Latest report by the Sustainable Entrepreneurship and Economic Development Initiative (SEEDi), has revealed that Nigeria has lost over $1 billion to corruption-related Medium Small and Medium Enterprises (MSMEs) programmes in four years.
The report said the amount exceeds Nigeria’s capital expenditure on health and education combined for the period covering 2014 to 2018.
Based on the Central Bank of Nigeria (CBN) official rate of N306/$1, the $1billionn translates into about N306 billion.
The report titled, ‘Stolen dreams: How corruption negates government assistance to Nigeria’s small businesses,” was produced and launched Wednesday in Abuja, by the Carnegie Endowment International Peace, in collaboration with the Open Society Initiative for West Africa (OSIWA).
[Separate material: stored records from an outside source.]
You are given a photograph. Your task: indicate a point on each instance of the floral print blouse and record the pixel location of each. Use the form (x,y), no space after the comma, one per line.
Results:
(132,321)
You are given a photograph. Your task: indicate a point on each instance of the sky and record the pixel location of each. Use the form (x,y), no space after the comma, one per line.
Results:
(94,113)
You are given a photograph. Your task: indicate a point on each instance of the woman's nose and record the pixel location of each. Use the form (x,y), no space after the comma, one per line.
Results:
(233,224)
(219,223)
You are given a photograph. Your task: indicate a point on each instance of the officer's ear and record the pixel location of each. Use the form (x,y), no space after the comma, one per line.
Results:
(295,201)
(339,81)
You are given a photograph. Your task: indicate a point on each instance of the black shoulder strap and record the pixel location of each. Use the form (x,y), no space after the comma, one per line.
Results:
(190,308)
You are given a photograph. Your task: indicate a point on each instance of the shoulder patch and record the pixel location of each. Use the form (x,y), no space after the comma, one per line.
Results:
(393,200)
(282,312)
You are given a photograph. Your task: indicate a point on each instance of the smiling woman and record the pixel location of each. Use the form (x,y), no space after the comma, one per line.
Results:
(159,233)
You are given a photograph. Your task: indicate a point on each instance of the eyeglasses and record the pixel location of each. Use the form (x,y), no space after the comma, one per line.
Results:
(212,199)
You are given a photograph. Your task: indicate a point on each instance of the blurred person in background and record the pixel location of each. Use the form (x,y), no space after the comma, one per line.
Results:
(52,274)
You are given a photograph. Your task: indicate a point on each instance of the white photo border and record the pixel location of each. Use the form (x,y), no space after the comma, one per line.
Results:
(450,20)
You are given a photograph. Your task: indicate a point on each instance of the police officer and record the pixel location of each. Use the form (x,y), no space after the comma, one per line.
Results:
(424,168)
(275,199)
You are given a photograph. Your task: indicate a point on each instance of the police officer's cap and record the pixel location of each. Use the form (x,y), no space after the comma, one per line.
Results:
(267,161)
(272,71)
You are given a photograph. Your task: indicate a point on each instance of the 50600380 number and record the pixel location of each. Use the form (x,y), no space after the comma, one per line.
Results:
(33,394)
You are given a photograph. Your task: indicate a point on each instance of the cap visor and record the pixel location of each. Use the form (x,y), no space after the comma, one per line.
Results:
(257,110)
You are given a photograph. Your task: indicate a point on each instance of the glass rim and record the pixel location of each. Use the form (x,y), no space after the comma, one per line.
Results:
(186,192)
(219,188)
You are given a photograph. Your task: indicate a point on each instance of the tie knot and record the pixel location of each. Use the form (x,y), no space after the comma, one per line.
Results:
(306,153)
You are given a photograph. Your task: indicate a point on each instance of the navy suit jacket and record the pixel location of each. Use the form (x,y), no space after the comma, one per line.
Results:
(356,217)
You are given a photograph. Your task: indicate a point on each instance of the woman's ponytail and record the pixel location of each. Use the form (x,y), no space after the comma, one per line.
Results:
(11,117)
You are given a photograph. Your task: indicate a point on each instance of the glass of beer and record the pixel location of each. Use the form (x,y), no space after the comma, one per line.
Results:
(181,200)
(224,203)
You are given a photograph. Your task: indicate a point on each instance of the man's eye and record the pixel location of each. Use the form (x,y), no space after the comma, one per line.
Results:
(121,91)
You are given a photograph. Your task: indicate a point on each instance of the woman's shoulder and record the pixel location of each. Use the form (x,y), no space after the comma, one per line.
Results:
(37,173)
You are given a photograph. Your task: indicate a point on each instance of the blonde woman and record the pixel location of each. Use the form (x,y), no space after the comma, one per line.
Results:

It said the N306 billion lost include missing and unaccounted funds disbursed to small businesses through legislators’ constituency projects, the Cassava Bread Initiative, and various loans schemes such as the Micro, Small and Medium Enterprises Development Fund, and the Agriculture Credit Guarantee Scheme.
Speaking on the report, Lead Partner, SEEDi, Celestine Okeke, said the Nigerian Government’s MSME programmes and agencies need to demonstrate basic transparency and accountability, adding that this can be achieved through better use of established mechanisms and existing laws.
According to him, the entities operate opaquely and bristle when asked how they spend public funds, even when corruption allegations about their activity surfaces.
The report reads in part, “Corruption is endemic within Nigerian government agencies meant to help MSMEs. Relative to their high costs, these agencies programmes appear to help very few people.
“Instead they are set up to fail, eroding trust in government and functioning as conduits for embezzlement, contract fraud, deliberate waste and the distribution of political patronage.
“Exacerbated by mismanagement and broader policy failures, this form of corruption has disproportionately high multiplier effects. It inflicts lasting damage and opportunity costs on a sector that employs 84 per cent of Nigerian workers and contributes about 50 per cent to Nigeria’s Gross Domestic Product.
“Though difficult to calculate, MSME -related corruption has likely siphoned over $1bn from Nigerian state coffers between 2014 and 2018.”
Chairman, Nigerian Association of Small and Medium Enterprises (NASME) Federal Capital Territory (FCT) Chapter, Abiodun Ihebuzor, said there is a deliberate attempt by the government and its agencies to misinform the public on the capacity of the small and medium enterprises.
Ihebuzor, who said it is the operating systems/institutions that are not corrupt and not the MSMEs, stressed the need for a paradigm shift in the sector where small businesses will tell their own stories by themselves.
In her remarks, Secretary, Small Scale Women Farmers Organisation in Nigeria (SWOFON) FCT Chapter, Mercy Nnanna Chukwuma, said women contribute more than 60 per cent of the MSMEs population, which needs proper funding to grow the economy.